【都道府県版ジェンダーギャップ指数】静岡県の指数は経済分野で42位、行政分野で38位。この数字をどう見る?改善への道は?
静岡トピックスを勉強する時間「3時のドリル」。今回のテーマは「都道府県版ジェンダー・ギャップ指数」。先生役は静岡新聞の山本淳樹生活報道部長が務めます。(SBSラジオ・ゴゴボラケのコーナー「3時のドリル」 2025年3月13日放送)
(山田)今日は「都道府県版ジェンダー・ギャップ指数」についてです。
(山本)ジェンダーギャップというカタカナですが、新聞には日本語に直訳して「男女格差」と書いたりします。
実はいろんなところでジェンダーギャップ、つまり男女格差があるのですが、どんなところで具体的にどれぐらいの格差があるのかというのを、数値に置き換えることによって分かりやすくしようという試みが、この指数の公表です。
2022年に始まり、まだ4回目ですが、研究者などでつくる「地域からジェンダー平等研究会」という組織が、全国的な調査をして指数を公表しています。
(山田)なるほど。
(山本)毎年、3月8日の国際女性デーに合わせて発表しています。
調査を都道府県ごとに、またジャンルも分けてやっています。

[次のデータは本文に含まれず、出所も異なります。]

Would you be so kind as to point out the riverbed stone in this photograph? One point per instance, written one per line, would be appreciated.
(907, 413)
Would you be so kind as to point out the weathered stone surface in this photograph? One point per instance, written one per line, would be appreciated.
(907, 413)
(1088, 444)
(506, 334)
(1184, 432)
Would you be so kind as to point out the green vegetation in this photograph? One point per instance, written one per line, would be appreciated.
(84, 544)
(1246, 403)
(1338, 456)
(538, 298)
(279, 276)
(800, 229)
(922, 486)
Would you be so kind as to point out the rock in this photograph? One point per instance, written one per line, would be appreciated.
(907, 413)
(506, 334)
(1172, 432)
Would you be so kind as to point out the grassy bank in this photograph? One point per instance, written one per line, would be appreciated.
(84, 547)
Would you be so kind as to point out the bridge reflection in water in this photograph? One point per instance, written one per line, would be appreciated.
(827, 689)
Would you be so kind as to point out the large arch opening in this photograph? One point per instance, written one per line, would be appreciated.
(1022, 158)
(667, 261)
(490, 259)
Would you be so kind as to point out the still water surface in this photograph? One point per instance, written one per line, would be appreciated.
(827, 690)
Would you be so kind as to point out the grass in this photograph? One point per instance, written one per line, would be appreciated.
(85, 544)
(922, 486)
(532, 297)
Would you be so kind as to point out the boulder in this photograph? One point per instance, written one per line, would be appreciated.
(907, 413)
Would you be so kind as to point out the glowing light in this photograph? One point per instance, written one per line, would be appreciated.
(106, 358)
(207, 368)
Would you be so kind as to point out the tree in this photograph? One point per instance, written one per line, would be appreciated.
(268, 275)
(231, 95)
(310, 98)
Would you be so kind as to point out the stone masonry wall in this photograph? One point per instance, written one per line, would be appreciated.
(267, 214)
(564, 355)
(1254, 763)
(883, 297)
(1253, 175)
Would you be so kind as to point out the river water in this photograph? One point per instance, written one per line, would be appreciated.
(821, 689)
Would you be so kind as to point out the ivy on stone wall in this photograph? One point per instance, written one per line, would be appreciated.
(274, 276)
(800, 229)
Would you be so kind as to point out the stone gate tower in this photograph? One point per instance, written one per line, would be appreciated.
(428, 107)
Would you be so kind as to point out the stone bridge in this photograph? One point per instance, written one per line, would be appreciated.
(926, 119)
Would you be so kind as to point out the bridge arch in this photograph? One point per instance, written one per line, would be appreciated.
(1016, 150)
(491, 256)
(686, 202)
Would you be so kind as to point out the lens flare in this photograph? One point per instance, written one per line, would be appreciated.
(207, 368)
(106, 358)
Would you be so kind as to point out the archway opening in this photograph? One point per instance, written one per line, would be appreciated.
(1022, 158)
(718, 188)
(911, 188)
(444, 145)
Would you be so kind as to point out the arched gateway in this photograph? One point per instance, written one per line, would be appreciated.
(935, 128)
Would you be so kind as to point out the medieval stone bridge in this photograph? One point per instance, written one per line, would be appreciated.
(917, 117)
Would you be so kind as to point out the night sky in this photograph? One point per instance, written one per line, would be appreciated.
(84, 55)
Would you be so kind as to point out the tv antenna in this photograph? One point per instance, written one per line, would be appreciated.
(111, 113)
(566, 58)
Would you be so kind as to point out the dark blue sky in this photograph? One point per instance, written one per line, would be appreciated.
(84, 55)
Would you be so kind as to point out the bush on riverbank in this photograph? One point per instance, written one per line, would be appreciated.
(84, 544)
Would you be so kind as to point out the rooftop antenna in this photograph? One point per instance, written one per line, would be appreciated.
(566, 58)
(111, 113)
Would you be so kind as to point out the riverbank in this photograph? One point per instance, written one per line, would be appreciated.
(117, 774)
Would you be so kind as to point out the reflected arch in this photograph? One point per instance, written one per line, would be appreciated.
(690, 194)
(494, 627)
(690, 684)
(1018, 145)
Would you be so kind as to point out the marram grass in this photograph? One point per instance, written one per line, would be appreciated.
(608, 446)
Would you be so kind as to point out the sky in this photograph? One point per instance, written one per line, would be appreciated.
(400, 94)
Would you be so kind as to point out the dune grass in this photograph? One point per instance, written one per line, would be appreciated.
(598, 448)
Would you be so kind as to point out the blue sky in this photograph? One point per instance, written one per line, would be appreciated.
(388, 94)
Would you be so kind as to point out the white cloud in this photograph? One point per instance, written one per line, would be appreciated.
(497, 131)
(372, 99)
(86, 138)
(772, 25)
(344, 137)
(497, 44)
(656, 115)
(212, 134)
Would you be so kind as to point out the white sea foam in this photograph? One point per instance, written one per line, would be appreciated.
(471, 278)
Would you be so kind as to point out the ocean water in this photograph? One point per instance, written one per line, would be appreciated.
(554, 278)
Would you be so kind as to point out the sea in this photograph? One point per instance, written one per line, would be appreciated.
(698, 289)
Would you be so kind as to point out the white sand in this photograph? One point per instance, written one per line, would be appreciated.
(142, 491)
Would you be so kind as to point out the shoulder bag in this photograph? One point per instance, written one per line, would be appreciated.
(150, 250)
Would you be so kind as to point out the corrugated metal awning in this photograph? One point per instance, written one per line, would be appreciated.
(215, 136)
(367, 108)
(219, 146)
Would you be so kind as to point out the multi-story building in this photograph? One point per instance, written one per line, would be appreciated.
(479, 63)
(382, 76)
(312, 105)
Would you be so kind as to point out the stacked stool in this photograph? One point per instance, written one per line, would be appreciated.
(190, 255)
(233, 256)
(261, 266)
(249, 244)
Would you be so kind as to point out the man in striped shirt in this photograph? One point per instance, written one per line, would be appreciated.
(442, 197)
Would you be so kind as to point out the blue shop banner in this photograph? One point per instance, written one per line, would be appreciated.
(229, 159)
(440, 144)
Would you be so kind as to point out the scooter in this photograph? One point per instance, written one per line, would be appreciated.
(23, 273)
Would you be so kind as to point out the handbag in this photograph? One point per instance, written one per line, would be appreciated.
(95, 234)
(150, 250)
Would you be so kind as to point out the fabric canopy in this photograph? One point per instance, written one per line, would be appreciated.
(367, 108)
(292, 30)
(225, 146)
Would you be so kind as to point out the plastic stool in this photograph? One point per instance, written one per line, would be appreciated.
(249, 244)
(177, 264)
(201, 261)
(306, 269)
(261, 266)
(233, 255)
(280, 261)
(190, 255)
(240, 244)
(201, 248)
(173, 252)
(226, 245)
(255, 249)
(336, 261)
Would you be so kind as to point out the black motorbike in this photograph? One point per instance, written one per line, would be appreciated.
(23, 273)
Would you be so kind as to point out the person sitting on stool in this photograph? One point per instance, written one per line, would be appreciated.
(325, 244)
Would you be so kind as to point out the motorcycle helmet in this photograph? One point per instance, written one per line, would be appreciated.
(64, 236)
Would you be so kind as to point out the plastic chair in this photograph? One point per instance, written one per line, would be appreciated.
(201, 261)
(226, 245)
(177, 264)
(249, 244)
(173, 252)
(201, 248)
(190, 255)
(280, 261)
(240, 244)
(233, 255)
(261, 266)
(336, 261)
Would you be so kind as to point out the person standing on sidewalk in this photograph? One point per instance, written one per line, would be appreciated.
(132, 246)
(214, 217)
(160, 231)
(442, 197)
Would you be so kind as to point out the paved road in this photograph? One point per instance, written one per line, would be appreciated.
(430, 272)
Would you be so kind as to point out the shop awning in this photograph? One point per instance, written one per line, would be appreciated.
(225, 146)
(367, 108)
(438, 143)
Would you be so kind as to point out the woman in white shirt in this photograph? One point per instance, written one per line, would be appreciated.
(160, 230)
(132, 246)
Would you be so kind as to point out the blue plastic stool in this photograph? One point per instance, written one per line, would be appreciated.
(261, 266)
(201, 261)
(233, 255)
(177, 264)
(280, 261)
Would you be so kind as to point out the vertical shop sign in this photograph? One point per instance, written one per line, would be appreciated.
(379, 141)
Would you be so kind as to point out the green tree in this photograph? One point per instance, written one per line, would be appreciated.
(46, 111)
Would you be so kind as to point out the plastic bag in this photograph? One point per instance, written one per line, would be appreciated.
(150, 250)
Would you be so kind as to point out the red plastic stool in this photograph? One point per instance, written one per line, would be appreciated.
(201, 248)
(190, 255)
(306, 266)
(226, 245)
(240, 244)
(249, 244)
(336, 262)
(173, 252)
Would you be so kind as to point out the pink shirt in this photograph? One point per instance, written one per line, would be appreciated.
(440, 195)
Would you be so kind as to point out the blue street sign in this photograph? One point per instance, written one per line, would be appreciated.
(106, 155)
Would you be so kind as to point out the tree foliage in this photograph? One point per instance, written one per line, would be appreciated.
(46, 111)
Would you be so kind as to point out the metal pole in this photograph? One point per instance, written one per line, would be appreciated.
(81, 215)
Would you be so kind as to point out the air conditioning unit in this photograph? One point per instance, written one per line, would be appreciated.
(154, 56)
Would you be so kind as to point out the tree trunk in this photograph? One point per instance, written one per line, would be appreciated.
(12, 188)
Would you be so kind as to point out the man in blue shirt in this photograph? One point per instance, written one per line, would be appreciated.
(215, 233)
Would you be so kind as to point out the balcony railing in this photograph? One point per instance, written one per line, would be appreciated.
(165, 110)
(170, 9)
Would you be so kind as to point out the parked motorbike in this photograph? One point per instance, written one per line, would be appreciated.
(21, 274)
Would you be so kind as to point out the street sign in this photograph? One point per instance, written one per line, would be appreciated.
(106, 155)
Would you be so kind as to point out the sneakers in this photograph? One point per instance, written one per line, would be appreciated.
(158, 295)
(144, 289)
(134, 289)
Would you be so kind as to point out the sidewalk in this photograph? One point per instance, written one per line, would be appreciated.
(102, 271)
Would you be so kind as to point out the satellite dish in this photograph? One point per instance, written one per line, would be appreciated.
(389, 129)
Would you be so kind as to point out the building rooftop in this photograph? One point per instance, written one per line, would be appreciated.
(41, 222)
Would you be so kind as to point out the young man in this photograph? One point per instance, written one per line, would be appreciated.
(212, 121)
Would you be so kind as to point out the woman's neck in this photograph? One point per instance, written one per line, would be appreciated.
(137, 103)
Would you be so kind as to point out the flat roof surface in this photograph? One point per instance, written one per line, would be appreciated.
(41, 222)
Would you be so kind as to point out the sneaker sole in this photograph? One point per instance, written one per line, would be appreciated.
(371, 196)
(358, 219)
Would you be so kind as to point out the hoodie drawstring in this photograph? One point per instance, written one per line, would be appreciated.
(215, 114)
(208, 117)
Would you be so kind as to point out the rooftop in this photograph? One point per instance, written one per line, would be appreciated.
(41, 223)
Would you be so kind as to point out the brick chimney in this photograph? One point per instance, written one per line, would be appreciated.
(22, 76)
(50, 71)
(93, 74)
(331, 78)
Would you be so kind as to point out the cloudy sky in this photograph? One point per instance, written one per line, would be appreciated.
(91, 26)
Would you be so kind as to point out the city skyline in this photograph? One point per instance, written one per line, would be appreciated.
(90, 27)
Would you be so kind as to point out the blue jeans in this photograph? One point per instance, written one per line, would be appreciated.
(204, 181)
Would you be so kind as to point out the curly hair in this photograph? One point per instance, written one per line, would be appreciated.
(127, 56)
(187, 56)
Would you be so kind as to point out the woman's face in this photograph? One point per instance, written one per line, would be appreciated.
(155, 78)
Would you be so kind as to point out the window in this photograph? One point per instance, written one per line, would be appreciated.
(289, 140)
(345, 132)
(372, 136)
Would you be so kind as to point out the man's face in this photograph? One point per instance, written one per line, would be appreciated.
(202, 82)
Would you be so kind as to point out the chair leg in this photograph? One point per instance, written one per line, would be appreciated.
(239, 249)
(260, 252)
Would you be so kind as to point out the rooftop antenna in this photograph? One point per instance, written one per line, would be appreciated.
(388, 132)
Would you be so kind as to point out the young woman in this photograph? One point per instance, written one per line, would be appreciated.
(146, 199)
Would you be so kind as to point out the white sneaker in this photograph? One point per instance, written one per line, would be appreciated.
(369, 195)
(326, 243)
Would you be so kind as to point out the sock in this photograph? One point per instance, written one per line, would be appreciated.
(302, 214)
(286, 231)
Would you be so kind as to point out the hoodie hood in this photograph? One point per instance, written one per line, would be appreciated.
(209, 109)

政治、行政、教育、経済の4分野に分けて、各都道府県の指数は何かということを示すものです。
指数が1だと「男女が平等な状態である」ということを示すのですが、それを計算したところ静岡県の場合は政治は0.206。行政は0.271、教育は0.582、経済は0.416ということで、整数の1には程遠い数なんですね。
この数値を1に近い順に並べて都道府県で順位別に見たときに、静岡県は政治は17位、行政は38位、教育は37位、経済は42位ということでした。特に経済は、47都道府県中42位という結果が出ています。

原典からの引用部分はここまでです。